Digitalisation is reaching the sporting arena

New practice
Bringing together digital and sport, particularly for modern venues, such as sport stadiums, demands a sophisticated technology and wireless environment. To create such environments, IBM launched a new service line called the Sports, Entertainment and Fan Experience consulting practice. The US-based practice will be situated at the IBM Interactive Experience Studio in Atlanta and staffed by 100 people, with additional expertise from 20 different studios IBM Interactive Experience has around the world. Jim Rushton, a veteran in the sports industry having headed up the financial side of the Miami Dolphins & Sun Life Stadium, will lead the new practice. His new role as Global Leader and Partner to the practice will see him responsible for helping sports enterprises take advantage of their many lines of business, as well as further expanding the business unit.

The new practice is in part inspired by the demand from a range of sporting industry players for the digital integration IBM is known for, making it the world’s largest hybrid agency and consultancy. It extends on the firm’s history of developing mobile and web experience for fans. Rushton remarks that “The sports industry tends to be a business of many businesses.

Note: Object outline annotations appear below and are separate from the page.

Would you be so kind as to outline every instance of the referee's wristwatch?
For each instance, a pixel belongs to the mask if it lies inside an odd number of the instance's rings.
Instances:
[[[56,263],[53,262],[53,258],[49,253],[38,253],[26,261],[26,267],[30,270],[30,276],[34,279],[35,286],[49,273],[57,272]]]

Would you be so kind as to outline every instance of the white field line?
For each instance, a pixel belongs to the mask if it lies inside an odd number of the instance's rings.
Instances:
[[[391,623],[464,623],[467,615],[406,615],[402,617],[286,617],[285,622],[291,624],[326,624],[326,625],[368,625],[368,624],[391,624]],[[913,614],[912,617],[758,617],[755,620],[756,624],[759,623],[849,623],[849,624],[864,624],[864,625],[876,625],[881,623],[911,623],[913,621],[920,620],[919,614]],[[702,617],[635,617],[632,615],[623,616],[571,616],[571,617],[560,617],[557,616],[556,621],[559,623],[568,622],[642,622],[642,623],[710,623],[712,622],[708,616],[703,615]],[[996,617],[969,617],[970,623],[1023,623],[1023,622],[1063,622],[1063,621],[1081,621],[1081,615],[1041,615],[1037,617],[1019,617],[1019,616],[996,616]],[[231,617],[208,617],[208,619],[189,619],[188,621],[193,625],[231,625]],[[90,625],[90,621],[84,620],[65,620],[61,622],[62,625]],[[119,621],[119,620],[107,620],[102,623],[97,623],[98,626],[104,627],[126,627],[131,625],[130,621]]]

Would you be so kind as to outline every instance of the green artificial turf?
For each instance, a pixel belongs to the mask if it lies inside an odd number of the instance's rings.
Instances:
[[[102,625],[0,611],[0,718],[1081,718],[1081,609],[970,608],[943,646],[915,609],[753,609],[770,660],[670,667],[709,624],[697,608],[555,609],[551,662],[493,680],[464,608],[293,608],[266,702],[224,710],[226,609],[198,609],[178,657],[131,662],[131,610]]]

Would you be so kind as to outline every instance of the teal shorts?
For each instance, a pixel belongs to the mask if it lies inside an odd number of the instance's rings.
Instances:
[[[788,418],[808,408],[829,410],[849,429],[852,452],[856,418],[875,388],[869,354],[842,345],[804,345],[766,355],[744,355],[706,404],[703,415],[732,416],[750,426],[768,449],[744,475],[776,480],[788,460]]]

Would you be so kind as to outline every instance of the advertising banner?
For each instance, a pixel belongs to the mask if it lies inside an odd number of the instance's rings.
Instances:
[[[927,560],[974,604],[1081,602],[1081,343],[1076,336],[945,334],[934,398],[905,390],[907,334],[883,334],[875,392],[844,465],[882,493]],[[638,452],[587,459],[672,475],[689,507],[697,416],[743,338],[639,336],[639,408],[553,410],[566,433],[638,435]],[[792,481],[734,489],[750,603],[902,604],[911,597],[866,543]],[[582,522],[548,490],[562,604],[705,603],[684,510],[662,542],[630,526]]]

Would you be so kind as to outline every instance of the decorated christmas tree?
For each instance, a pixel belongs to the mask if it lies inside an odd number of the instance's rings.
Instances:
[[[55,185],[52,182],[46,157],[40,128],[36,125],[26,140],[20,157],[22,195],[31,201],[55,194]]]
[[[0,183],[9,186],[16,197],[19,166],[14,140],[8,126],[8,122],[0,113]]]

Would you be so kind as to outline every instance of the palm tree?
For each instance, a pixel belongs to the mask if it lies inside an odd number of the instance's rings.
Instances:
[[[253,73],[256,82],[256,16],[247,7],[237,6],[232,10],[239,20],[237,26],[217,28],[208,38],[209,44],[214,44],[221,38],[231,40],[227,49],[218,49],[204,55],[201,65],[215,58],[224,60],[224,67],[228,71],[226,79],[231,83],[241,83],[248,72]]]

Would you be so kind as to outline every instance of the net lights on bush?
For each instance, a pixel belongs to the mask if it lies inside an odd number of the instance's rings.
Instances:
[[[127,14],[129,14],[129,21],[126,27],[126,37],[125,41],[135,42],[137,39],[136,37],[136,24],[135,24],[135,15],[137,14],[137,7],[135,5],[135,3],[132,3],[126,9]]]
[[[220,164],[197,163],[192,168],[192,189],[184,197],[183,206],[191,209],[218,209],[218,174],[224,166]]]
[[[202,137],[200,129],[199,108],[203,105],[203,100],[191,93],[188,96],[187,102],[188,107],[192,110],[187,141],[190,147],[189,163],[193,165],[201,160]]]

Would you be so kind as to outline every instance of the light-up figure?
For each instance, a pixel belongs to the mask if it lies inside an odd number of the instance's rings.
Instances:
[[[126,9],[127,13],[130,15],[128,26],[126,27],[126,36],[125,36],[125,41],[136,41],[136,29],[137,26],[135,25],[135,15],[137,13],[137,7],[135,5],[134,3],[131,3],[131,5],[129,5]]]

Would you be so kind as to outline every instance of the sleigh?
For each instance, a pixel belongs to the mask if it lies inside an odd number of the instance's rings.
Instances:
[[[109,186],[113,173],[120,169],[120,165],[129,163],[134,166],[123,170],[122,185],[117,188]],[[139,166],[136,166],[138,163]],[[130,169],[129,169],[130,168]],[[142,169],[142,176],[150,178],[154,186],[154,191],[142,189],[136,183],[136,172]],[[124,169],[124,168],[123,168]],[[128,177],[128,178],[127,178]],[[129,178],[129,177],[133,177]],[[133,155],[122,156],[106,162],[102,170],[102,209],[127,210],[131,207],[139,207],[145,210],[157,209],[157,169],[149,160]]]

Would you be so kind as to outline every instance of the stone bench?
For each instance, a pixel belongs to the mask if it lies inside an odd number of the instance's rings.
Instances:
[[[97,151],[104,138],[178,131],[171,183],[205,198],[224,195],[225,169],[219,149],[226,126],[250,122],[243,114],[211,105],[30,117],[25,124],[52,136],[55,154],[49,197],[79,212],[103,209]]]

There’s the venue, tickets, concessions, merchandise, sponsorship, integrated media, real estate complexes, and talent and athlete management.” The aim of the practice is to help companies gain a total view of the fan, rather than a siloed one, while creating an integrated proposition from potential business to customers.

Jim Rushton and Richard Patterson

Fan consortium
The business unit will immediately be busy in a newly announced ‘global consortium’ of organisations seeking to create an integrated sporting experience for fans. IBM’s new practice’s responsibility in the consortium will be to deliver fan experience consulting & data management integration. Other players in the consortium include HOK, responsible for architecture and design; AECOM, Whiting Turner Infrastructure Technology & Software: Alcatel-Lucent, Anixter, Commscope, Corning, Juniper Networks, Ruckus Wireless, Schneider Electric, Smarter Risk, Tellabs, Ucopia, Zebra Technologies, YinzCam (IPTV), and Zhone responsible for construction and design; and AT&T, Verizon Enterprise Solutions, Level 3, and Zayo responsible for fan experience.

The consortium will also jointly deliver services, work together on global deals, develop designs and exchange intellectual property where needed, and is reported to be working with 250 sports venues so far. “Today's sports and entertainment venue experience is no longer the singular idea of a fan watching a game,” says Richard Patterson, General Manager of Global Technology Services at IBM. “In order to convert casual fans to loyal customers, connection is everything. IBM and our consortium partners are redefining the idea of the stadium with technology to benefit fans and teams alike.”

IBM Sports

Several consulting firms have been interested in tapping into the digitalisation of the sporting landscape. Accenture, for instance, has developed an in-stadium real-time wearable device that displays game specific information about the action on the field, while PwC did research that shows that football fans expect their football clubs to join the digitalisation in order to provide the full customer experience.